Mittwoch, 6. März 2019
Die Waisen wälzten sich mittags genüsslich im Matschloch, um sich mit einer Schlammschicht zu versehen, die sie vor der Sonne und den Insekten schützt. Danach folgten sie Shukuru zum Staubbad, wo sie sich ausführlich mit roter Erde abtrockneten. Murera wartete, bis alle fertig waren mit baden, bevor sie selbst hinein ging. Während sie noch schlammbadete, gingen die anderen schon zurück in den Schatten der Bäume, und die Keeper nahmen ihr Mittagessen ein. Shukuru zog auf eigene Faust los, um sich zu kratzen. Als die Keeper mit ihrem Mittagessen fertig waren, riefen sie Shukuru, und sie ging mit ihnen zu den anderen zurück.
Waisenblogs-Beitrag Kibwezi, 05.03.2019
Dienstag, 5. März 2019
Heute bekamen die Waisen wieder Besuch von wilden Elefanten, aber die Herde war sehr freundlich.

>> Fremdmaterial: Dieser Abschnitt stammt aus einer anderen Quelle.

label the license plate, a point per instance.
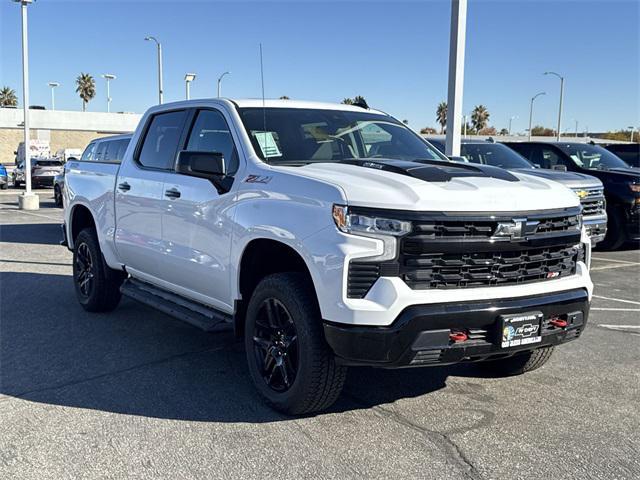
(521, 329)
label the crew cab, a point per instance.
(621, 182)
(328, 236)
(589, 189)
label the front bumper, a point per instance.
(596, 227)
(420, 335)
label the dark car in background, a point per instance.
(621, 181)
(629, 152)
(587, 187)
(4, 178)
(43, 172)
(106, 149)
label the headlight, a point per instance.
(359, 224)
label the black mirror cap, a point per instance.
(201, 164)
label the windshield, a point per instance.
(493, 154)
(593, 157)
(296, 136)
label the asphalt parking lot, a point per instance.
(136, 394)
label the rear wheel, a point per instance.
(290, 363)
(97, 285)
(519, 363)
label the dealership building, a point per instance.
(62, 129)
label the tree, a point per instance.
(86, 88)
(480, 117)
(441, 115)
(8, 97)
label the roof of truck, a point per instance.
(277, 103)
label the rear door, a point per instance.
(139, 195)
(197, 220)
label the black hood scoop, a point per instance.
(434, 170)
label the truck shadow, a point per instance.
(137, 361)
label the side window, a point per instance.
(88, 153)
(100, 151)
(111, 153)
(161, 140)
(211, 133)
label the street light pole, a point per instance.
(53, 85)
(561, 97)
(188, 78)
(531, 111)
(26, 201)
(159, 45)
(108, 77)
(220, 82)
(456, 76)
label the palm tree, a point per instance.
(480, 117)
(8, 97)
(441, 115)
(86, 88)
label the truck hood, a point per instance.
(439, 186)
(569, 179)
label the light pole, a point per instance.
(457, 40)
(531, 111)
(220, 82)
(159, 45)
(188, 78)
(561, 95)
(26, 201)
(53, 85)
(511, 119)
(108, 77)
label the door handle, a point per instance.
(172, 193)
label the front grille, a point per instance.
(592, 207)
(464, 270)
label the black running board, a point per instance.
(176, 306)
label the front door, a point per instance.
(197, 220)
(140, 195)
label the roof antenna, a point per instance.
(264, 109)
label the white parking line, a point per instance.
(617, 300)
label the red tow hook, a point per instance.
(558, 322)
(458, 337)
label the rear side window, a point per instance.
(161, 140)
(211, 133)
(89, 152)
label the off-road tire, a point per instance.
(318, 380)
(519, 363)
(104, 294)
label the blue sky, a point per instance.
(395, 53)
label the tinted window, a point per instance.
(161, 140)
(87, 155)
(100, 152)
(210, 133)
(296, 136)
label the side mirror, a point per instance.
(209, 165)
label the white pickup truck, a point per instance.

Sie plauderten schön mit den Waisen und ließen sich auch von den Keepern nicht stören, die sich in einiger Entfernung aufhielten. Mwashoti stellte sich bei allen Herdenmitgliedern vor, und bald machten es ihm die anderen nach. Als sie alle zusammen in den Chyulu-Bergen graseten, tauchten ein paar Büffel auf. Sie waren überrascht, auf Elefanten zu treffen, und gingen schnell in eine andere Richtung davon. Am Abend folgten die Waisen dann Mwashoti, Alamaya und Shukuru zurück zur Auswilderungsstation. Sie sahen müde aus, und Lima Lima hatte die Augen schon halb zu, als sie endlich schlafen gehen konnte.
Waisenblogs-Beitrag Kibwezi, 04.03.2019
Montag, 4. März 2019
Am Wasserloch landeten heute die Kraniche mit ihrem Nachwuchs, um dort nach Grashüpfern zu suchen. Quanza und Ngasha wollten sie nicht in der Nähe haben und versuchten, sie zu verscheuchen. Jedesmal, wenn sie ihnen nahe genug kamen, flogen die Vögel kurz auf, sodass die Elefanten ins Leere liefen. Ngasha und Faraja schafften es irgendwie, den Vögeln zu folgen, aber Ziwa und Sonje trompeteten nur herum, ohne dass sie viel ausrichten konnten. Es wurde ein heißer Tag, und vor allem den Albinos machte die Hitze zu schaffen, sodass sie nach Möglichkeiten zum abkühlen suchten. Jasiri und seine Freunde machten sich an der Wasserleitung zu schaffen, aber die Keeper brachten sie wieder davon ab und gingen mit ihnen zum Wasserloch. Dort genossen sie schließlich ein Schlammbad, bevor sie sich einstaubten und danach wieder zu den Stallungen zurück gingen.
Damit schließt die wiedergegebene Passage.